Türkler, askeri güçleri ile tarihte derin izler bırakmış bir millettir. Türklerden hiç hoşlanmayan tarihçiler bile bu konudaki üstünlüklerini alenen kabul etmek zorunda kalır. Türklerle ilk temas eden topluluklardan Çinlilerin 21.196 km. uzunluğunda bir savunma seddi yapması, Avrupalıların bütün düşmanlıklarını bir kenara bırakarak Roma-Germen ittifakını kurması Türk ordusu karşısında düştükleri acizliğin bir sonucudur. Türklerin göç ettikleri her yerde devlet kurarken ciddi bir direnişle karşılaşmaması güçlü orduları sayesinde olmuştur. Dostları onların askerlik kabiliyetlerine övgüler yağdırırken düşmanları da nefret ve kıskançlıkla karışık bir duyguyla onların gücüne vurgu yapar.

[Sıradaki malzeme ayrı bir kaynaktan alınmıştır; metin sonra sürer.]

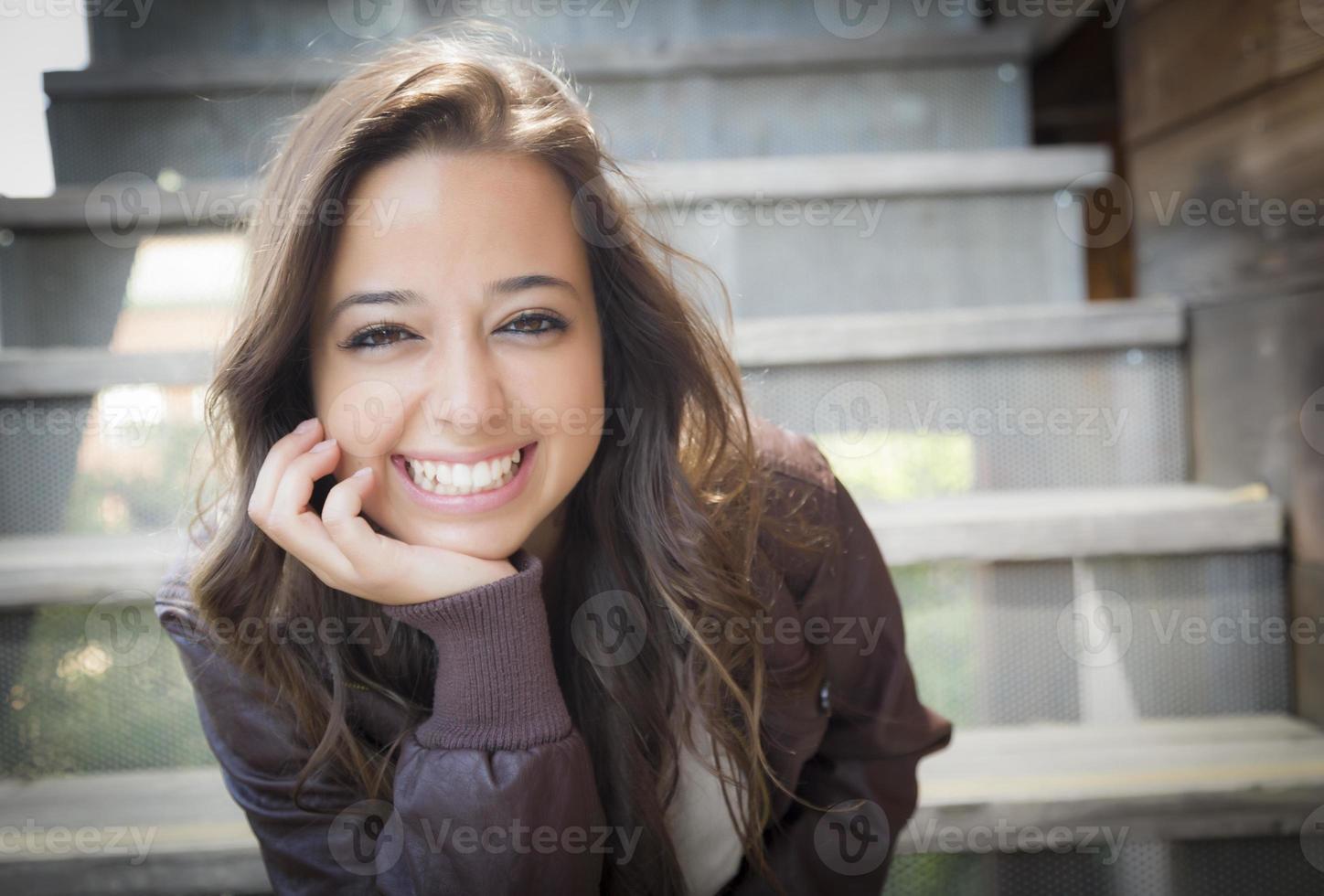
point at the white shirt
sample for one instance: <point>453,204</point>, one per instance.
<point>706,839</point>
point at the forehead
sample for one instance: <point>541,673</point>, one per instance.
<point>461,219</point>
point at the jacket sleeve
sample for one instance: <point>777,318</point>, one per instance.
<point>494,793</point>
<point>877,732</point>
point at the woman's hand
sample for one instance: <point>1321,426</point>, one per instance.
<point>339,547</point>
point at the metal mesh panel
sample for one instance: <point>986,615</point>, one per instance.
<point>1228,867</point>
<point>120,464</point>
<point>966,423</point>
<point>230,133</point>
<point>79,700</point>
<point>247,28</point>
<point>986,641</point>
<point>1234,666</point>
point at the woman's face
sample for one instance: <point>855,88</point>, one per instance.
<point>454,325</point>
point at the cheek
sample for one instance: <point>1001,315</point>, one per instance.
<point>367,417</point>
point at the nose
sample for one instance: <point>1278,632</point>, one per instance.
<point>464,393</point>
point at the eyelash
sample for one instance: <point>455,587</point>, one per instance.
<point>358,340</point>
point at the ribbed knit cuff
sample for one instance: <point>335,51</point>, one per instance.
<point>496,685</point>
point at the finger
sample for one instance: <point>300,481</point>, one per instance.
<point>287,448</point>
<point>369,552</point>
<point>298,528</point>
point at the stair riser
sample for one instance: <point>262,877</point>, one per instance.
<point>792,257</point>
<point>1135,864</point>
<point>996,644</point>
<point>863,254</point>
<point>686,117</point>
<point>921,428</point>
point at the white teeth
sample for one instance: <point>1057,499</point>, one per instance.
<point>482,475</point>
<point>463,478</point>
<point>461,475</point>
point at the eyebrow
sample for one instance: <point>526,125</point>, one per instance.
<point>491,290</point>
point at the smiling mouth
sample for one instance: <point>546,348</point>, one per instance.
<point>445,478</point>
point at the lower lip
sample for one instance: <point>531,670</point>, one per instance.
<point>473,503</point>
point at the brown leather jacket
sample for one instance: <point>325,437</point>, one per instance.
<point>496,792</point>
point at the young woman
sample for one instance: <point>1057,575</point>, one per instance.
<point>529,601</point>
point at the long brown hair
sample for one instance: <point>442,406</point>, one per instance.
<point>674,517</point>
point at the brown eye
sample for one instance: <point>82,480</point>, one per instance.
<point>535,325</point>
<point>376,336</point>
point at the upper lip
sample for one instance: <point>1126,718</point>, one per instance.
<point>463,457</point>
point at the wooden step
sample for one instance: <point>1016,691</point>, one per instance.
<point>1049,524</point>
<point>1168,780</point>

Türk kara kuvvetlerinin kurucusu Mete Han'dan Avrupalılar tarafından Bozkırın efendileri olarak anılan Attila, Cengiz ve Timur'a, Cihanın hakimi sıfatı verilen Melikşah'dan Fatih unvanı alan Mehmed Han'a, Muhteşem Kanuni'ye dünyanın saygı duyduğu bütün büyük Türk hükümdarları zamanının en güçlü ordularına sahipti. Bu güç sadece sayı ya da silaha dayalı değildi. Türkler dünyanın en disiplinli ordularına sahipti. Bir emirle gözünü kırpmadan ölüme koşacak disipline sahip Türk askerinin kahramanlık hikayeleri Asya bozkırlarından Çanakkale boğazına, Yemen çöllerinden Kafkas dağlarına her yere yayılmıştır. Türk ordusundaki emir-komuta bağlılığın dünyada örneği azdır. Türk devletleri gücünün zirvesine çıktığında orduları da çağın en üst düzey teknolojisine ulaşmıştır. Mete Han'ın kurduğu süvari birliklerinden İstanbul'u fetheden ordunun sahip olduğu ateş ve teknolojik kabiliyetine, Mısır'ı ele geçiren Osmanlı ordusunun teknik donanımından Preveze zaferini kazanan donanmanın gücüne kadar pek çok örnek, elde edilen zaferlerin ileri teknolojik altyapısı olduğunu gösterir. Çinliler ve Ruslar başta olmak üzere pek çok millet Türk askeri sistemini tatbik ederek ordularını yenilemiştir.

Türkler ordu-millettir. Günlük hayatta geçimini sağlamak için çalışan insanlar savaş zamanında asker olurlar. Türklerde askerlik bir geçim yeri değildir. Çağdaşı pek çok devlette olduğu gibi Türklerde paralı ordular görülmez. Milli ordunun ferdi olan herkes asgari ölçüde de olsa savaşmayı bilecek donanıma sahip olmalıdır. Bu zorunluluk bugün de vardır. Bugün dünyadaki çatışma alanlarına baktığınızda çoğunda Türklerin yaşadığını göreceksiniz. Milletimiz için tam bağımsızlık ve huzur her an güçlü ve teyakkuzda bir milli orduya sahip olmak ile sağlanır.